Seeking forgiveness is a profound plea for spiritual renewal. The ultimate goal is to remove past mistakes so they no longer stand as a barrier between a person and God. The primary approach among commentators is that the appeal for God to look away from these failures is a metaphor. It is an earnest request for God to overlook the misdeeds, forget them, hold back His anger, and withhold punishment [אבן עזרא, רד״ק, מאירי, ביאור שטיינזלץ]. Adding another layer of meaning, some explain that wrongdoings create spiritual accusers that testify against a person. The plea for God to hide His face is therefore a request that He refuse to acknowledge these accusers or listen to their claims [אלשיך, מצודת דוד].
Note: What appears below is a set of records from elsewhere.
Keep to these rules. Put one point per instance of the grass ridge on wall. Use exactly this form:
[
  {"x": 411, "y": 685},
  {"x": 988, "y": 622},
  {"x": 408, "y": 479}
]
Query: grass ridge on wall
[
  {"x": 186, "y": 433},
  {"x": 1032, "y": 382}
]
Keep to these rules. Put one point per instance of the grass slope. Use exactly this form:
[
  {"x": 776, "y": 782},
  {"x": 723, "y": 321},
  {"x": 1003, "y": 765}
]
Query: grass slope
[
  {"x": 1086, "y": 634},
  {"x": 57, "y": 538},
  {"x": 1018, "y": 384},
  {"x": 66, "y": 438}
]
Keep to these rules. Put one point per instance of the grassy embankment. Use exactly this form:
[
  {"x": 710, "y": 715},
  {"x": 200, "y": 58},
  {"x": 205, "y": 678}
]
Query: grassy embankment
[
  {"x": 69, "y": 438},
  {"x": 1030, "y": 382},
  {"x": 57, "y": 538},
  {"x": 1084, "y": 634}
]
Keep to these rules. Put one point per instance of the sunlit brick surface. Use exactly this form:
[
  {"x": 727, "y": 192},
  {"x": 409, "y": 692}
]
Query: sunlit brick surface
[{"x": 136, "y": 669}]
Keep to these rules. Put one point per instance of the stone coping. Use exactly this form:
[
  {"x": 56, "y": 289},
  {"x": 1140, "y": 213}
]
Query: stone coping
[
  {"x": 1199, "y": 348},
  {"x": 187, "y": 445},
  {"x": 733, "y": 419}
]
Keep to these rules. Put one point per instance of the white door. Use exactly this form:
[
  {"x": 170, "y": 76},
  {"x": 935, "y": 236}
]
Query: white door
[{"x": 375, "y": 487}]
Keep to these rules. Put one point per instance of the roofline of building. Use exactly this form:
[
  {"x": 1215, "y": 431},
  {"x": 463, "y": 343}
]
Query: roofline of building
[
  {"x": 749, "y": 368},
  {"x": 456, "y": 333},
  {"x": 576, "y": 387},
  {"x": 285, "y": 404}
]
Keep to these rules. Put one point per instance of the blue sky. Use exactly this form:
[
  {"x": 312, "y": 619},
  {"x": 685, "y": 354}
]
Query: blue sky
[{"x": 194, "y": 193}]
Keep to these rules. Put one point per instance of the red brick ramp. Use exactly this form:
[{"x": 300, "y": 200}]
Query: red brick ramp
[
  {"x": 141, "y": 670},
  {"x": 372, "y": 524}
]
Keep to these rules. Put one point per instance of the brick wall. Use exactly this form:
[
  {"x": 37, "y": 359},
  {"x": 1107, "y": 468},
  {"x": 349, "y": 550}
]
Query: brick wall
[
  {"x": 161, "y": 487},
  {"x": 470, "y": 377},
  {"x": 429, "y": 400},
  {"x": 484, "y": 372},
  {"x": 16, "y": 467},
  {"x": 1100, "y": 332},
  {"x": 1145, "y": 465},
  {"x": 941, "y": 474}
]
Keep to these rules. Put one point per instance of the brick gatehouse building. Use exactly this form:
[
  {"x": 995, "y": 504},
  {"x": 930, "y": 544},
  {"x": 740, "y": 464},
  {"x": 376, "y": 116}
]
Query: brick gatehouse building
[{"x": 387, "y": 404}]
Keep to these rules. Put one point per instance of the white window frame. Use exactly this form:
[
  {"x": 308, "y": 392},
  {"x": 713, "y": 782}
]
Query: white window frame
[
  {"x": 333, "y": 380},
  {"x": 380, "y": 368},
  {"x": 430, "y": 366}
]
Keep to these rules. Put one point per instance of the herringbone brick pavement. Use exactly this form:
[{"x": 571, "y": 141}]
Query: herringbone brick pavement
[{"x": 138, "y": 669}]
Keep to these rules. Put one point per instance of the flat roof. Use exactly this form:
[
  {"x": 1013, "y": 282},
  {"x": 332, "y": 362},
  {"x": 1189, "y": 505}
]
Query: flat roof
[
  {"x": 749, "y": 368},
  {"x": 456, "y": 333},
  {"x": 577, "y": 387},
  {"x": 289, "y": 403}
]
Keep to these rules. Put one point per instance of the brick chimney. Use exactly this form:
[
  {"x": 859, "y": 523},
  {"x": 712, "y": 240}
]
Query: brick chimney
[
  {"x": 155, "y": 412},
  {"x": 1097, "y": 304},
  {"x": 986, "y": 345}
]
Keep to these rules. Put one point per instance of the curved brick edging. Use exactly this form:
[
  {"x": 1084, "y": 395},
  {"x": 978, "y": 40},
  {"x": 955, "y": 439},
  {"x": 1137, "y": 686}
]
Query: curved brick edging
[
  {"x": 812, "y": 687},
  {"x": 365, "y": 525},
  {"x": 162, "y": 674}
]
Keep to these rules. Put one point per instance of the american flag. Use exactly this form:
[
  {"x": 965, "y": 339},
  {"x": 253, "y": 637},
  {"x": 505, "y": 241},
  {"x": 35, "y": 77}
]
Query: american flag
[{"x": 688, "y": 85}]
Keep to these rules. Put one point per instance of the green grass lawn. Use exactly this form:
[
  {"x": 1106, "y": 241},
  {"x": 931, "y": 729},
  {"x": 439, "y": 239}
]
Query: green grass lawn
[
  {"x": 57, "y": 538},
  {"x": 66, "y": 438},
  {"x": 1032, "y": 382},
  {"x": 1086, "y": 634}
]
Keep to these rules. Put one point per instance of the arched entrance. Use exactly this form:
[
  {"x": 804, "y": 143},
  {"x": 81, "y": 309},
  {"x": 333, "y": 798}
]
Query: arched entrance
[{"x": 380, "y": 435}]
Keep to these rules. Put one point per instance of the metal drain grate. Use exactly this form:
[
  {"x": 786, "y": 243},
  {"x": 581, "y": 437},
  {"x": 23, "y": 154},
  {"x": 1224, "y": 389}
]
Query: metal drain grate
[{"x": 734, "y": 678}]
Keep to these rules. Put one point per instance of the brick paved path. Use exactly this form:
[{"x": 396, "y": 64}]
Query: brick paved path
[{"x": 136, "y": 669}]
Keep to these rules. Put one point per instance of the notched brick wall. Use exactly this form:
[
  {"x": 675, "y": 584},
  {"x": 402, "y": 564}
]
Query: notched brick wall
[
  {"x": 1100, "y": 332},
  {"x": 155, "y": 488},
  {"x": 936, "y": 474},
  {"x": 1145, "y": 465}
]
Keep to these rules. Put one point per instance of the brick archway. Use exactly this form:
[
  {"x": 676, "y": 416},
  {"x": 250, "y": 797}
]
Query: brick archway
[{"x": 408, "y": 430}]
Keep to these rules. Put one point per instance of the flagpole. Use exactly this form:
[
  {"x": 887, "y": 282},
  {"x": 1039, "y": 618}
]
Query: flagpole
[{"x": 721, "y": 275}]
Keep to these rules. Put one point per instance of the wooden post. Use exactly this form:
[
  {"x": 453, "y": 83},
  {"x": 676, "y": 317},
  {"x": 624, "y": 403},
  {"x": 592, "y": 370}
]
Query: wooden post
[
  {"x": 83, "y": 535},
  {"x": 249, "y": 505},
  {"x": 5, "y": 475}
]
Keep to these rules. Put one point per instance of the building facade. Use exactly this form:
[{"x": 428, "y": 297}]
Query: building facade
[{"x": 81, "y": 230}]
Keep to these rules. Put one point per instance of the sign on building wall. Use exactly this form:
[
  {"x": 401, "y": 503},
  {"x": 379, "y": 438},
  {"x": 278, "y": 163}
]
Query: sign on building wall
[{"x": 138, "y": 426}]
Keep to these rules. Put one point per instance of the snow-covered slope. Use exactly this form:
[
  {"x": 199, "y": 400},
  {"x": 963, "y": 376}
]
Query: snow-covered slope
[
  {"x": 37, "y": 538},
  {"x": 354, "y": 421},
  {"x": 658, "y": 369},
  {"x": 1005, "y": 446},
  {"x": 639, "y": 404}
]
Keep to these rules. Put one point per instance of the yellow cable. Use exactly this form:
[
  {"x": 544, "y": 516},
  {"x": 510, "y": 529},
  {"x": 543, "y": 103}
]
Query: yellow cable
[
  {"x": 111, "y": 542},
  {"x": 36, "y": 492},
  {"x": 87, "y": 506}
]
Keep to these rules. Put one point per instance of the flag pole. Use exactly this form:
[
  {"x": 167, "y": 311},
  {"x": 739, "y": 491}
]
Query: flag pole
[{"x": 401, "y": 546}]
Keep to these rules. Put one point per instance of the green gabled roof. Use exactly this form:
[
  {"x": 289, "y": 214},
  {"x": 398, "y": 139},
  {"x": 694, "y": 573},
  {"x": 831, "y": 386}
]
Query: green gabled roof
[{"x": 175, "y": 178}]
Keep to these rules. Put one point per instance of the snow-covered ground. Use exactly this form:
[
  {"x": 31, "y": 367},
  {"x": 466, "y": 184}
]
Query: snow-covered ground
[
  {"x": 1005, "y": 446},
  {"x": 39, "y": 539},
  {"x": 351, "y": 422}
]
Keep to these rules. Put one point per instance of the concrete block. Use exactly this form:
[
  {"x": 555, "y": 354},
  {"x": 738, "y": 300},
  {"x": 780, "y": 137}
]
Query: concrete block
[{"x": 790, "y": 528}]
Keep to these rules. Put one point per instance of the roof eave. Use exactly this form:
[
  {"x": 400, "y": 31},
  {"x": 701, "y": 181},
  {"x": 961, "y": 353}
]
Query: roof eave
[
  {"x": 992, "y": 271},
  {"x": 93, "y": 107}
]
Once God turns away from these negative witnesses, the path is clear to ask for the complete erasure of all guilt. With genuine regret and repentance, and with no one left to bring up the past, the wrongdoings can be wiped away entirely [רד״ק, אלשיך, ביאור שטיינזלץ]. The appeal broadens here, moving away from a focus on specific, well-known events, such as the incident with Bathsheba and Uriah the Hittite. Instead, it becomes a general plea for the forgiveness of all accumulated mistakes and moral failures [אלשיך].
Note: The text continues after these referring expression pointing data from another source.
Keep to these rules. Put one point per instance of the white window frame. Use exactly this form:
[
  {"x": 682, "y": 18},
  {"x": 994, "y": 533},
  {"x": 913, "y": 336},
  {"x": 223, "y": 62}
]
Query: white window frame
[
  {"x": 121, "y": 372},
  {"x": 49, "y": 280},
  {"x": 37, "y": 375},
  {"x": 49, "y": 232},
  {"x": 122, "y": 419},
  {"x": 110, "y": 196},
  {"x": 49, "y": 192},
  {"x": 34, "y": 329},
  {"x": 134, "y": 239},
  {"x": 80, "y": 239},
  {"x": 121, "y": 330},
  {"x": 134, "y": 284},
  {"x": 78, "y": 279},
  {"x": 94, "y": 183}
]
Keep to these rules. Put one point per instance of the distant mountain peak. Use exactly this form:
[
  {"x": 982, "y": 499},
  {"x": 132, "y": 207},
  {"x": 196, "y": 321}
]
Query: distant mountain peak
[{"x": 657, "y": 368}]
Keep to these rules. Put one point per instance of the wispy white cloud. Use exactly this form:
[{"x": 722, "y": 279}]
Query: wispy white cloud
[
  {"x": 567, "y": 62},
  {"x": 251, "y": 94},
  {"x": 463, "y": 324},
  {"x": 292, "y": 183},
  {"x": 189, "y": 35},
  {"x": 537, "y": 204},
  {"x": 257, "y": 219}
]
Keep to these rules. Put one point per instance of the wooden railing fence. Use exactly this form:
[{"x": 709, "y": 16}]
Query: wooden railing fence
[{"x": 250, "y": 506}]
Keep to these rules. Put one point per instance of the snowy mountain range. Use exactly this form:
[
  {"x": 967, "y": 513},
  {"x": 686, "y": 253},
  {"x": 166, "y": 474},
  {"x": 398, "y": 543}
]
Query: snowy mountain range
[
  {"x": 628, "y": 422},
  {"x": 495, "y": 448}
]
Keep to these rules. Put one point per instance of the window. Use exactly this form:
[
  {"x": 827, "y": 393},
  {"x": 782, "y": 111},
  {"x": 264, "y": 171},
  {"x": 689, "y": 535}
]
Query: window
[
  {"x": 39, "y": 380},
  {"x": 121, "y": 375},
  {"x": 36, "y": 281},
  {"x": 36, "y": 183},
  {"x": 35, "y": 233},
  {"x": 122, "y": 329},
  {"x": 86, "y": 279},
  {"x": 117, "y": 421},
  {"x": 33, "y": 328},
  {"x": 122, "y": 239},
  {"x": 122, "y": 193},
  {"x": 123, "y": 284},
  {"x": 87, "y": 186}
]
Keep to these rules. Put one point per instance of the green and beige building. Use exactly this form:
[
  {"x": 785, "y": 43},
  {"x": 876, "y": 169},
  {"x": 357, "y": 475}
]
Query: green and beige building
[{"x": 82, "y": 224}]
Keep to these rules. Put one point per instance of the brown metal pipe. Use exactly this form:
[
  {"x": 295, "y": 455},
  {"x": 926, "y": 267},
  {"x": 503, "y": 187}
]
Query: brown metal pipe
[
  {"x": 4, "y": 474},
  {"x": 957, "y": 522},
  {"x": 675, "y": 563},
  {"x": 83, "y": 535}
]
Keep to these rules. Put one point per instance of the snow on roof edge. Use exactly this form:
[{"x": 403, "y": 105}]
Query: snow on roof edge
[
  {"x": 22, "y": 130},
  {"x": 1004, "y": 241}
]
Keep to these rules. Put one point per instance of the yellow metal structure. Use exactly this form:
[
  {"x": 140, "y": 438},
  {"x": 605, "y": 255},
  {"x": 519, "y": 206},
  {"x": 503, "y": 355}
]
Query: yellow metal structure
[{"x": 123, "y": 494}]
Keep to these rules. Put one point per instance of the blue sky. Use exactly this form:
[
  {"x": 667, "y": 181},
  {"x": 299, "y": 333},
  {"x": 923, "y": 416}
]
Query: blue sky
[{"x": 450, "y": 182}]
A fundamental difference exists between the nature of physical sins and the nature of wrongful thoughts, which explains why a different action is requested for each. Physical sins refer to actual deeds. Once committed, these actions take on an external reality and stand, as it were, directly before God. Because they exist in the open, the request is for God to simply look away and hide His face from them. Wrongful thoughts, however, do not exist outside the person. Rather, they are engraved directly onto the soul, much like words written on a piece of paper. Therefore, the plea regarding these inner failings is for God to wash them away and erase them completely from the soul, ensuring that absolutely no trace remains [מלבי״ם].